Thirdly, in Cornwall a ‘hedge’ is not a row of green bushes, nor is it a dry-stone wall, but rather a distinctive hybrid of the two. A Cornish hedge is a stone-faced bank with a rammed-earth core; a construction technique that, just like the labyrinth, can also be traced back 4,000 years. Their antiquity has led to the claim that Cornish hedges are amongst the oldest structures on the planet still in use for their original function!
Kerdroya is a carbon-neutral piece of land art that is busily recycling the site-won materials of an abandoned car park into a reclaimed habitat for flora and fauna. Cornish hedges support more than 600 species of flowering plants and more than ten thousand species of invertebrates, including critical pollinators. Not only are Cornish hedges corridors through ecological space, they are also corridors through time – preserving a pre-agricultural seed array within their banks. With many miles lost to development in recent years, and an ageing demographic of skilled hedgers, Cornish hedges are increasingly at risk. So, as part of the Kerdroya project, the ‘Outdoor University of Cornish Hedging’ was launched. The Guild of Cornish Hedgers have been on site nurturing the next generation of hedgers with more than 100 individuals learning the traditional craft.
Once Kerdroya opens to the public, in late 2023, the visitor will walk the path of the labyrinth, through stretches of artisan stonework celebrating locally distinctive building styles from the far-flung corners of Kernow.
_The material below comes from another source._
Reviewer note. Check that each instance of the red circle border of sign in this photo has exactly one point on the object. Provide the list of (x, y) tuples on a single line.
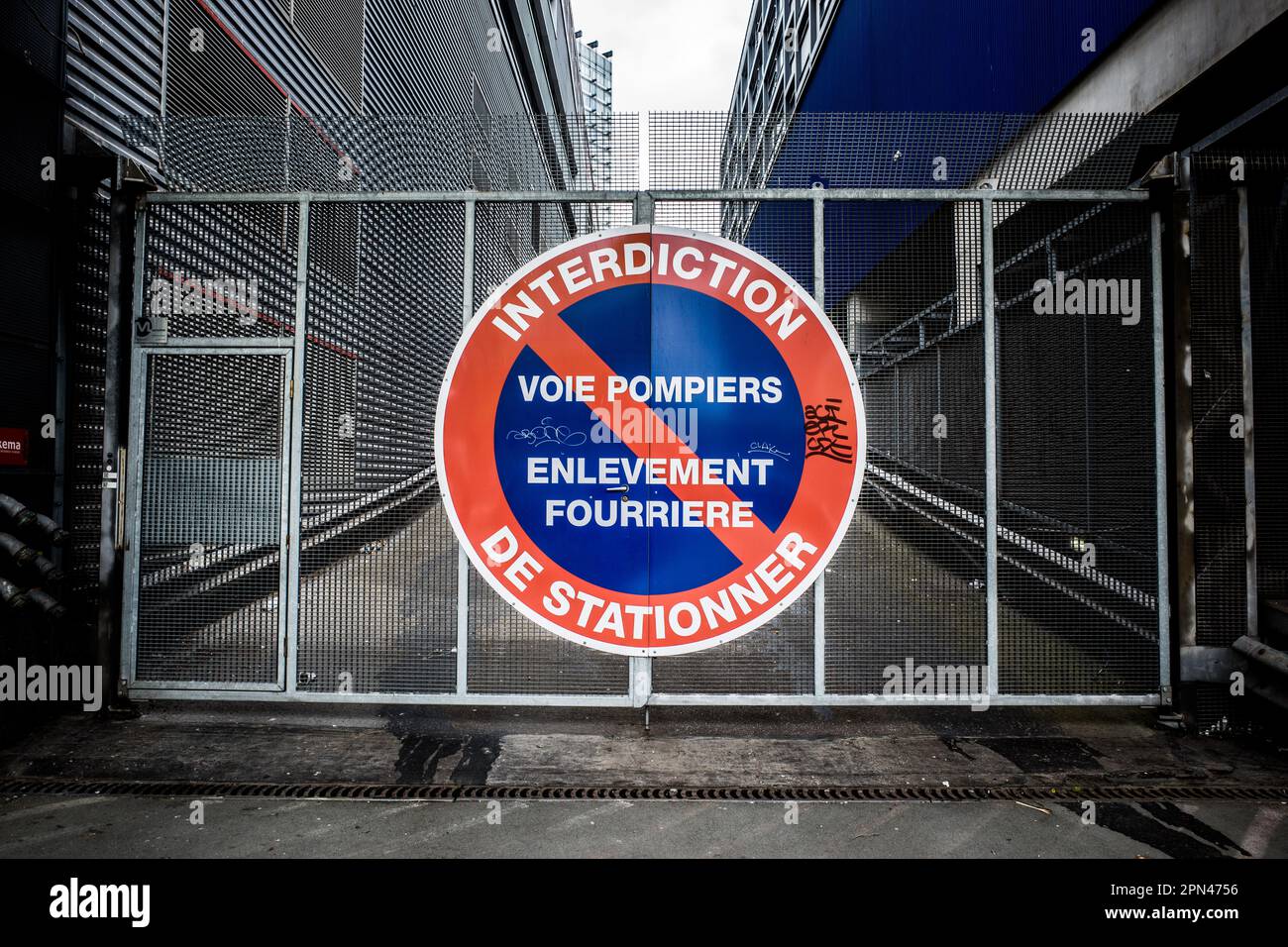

At the centre lies a bespoke commissioned sculpture, ‘The Heart of Kerdroya’ crafted by father and son metal sculptors Thrussells, whose studio sits just half a mile away. When much of our modern life feels so short-sighted, Kerdroya is Slow Art, consciously taking a view 4,000 years into the past as well as 4,000 years into the future. How shall we communicate with those who will come after us? How do we create something that is benign ecologically, and that sets the tone about de-colonising our relationship with our environment and with our own culture? This is a project that is designed, at its very heart, to be here long after we’ve gone.